Es necesario que Cataluña se constituya como un actor diferenciado en el actual contexto de globalización económica, política y tecnológica. El tamaño y los recursos que genera son óptimos para ser un país competitivo dentro de la escena mundial. En poco tiempo se convertiría en un referente dentro de los estados de bienestar de la política comparada. También lo sería en los ámbitos de la solidaridad internacional y de la protección de las minorías. Con una Cataluña independiente el mundo también mejoraría.

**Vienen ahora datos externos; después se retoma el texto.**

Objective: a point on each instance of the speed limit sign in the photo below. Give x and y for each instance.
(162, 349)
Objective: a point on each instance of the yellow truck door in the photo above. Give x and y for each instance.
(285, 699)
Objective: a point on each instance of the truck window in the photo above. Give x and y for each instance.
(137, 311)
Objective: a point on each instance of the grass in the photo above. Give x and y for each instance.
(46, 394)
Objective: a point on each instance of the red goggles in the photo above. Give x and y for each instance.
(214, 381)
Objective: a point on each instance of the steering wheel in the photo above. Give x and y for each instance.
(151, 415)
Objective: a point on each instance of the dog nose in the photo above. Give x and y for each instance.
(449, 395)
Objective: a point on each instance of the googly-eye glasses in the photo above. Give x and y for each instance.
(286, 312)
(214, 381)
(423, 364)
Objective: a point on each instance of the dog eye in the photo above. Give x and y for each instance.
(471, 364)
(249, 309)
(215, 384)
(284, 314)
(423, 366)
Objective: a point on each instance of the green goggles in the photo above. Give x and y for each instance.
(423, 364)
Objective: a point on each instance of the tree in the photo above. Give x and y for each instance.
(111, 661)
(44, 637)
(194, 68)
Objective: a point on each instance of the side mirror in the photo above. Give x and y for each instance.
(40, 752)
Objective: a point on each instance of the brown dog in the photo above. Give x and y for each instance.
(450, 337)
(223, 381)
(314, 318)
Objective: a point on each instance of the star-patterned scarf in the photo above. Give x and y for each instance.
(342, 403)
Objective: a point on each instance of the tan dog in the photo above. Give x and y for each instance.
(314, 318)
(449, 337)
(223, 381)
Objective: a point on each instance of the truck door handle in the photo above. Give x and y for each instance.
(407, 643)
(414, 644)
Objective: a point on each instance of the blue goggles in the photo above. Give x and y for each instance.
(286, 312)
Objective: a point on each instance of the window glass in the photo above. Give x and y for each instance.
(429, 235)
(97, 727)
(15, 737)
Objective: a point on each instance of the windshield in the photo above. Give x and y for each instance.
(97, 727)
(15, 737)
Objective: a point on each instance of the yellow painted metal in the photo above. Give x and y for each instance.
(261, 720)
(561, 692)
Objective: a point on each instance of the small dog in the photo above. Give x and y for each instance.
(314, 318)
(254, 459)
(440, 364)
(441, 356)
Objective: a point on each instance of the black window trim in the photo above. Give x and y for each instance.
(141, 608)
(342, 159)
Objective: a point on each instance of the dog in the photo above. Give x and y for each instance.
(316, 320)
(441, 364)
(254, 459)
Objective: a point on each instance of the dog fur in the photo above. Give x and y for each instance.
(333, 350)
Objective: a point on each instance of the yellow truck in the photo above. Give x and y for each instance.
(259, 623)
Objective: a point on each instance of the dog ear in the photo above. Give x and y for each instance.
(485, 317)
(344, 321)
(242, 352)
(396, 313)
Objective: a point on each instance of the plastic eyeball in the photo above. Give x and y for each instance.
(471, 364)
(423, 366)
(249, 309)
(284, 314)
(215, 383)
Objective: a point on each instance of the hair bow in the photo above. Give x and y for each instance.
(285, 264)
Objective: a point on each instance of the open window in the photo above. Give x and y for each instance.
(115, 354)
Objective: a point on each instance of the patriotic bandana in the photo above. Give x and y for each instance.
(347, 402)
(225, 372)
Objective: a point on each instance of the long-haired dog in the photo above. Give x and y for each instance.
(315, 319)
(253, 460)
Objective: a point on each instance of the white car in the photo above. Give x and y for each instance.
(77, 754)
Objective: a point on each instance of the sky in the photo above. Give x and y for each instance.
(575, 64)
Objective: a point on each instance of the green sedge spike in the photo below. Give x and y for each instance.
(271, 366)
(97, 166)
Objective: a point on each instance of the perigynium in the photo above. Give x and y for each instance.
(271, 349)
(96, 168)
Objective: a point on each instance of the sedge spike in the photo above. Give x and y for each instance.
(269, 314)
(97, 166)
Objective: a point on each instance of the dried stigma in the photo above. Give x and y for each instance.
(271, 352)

Cuando el pacto fiscal desaparezca de la agenda política, el independentismo volverá a crecer. Probablemente la Generalitat convocará elecciones. CiU, o como mínimo CDC, deberá mostrar un perfil más soberanista, asumiendo más riesgos. Posteriormente habrá que tomar decisiones que chocarán con una legalidad constitucional que está hipotecando el futuro de todas las generaciones de catalanes, incluidas las que aún deben nacer.
En poco tiempo nos jugaremos mucho futuro. La independencia ya no es una cuestión de emotividades sentimentales, sino de racionalidad económica y de razonabilidad política y moral. Este no es ya un tema de mero pragmatismo, sino de justicia colectiva internacional.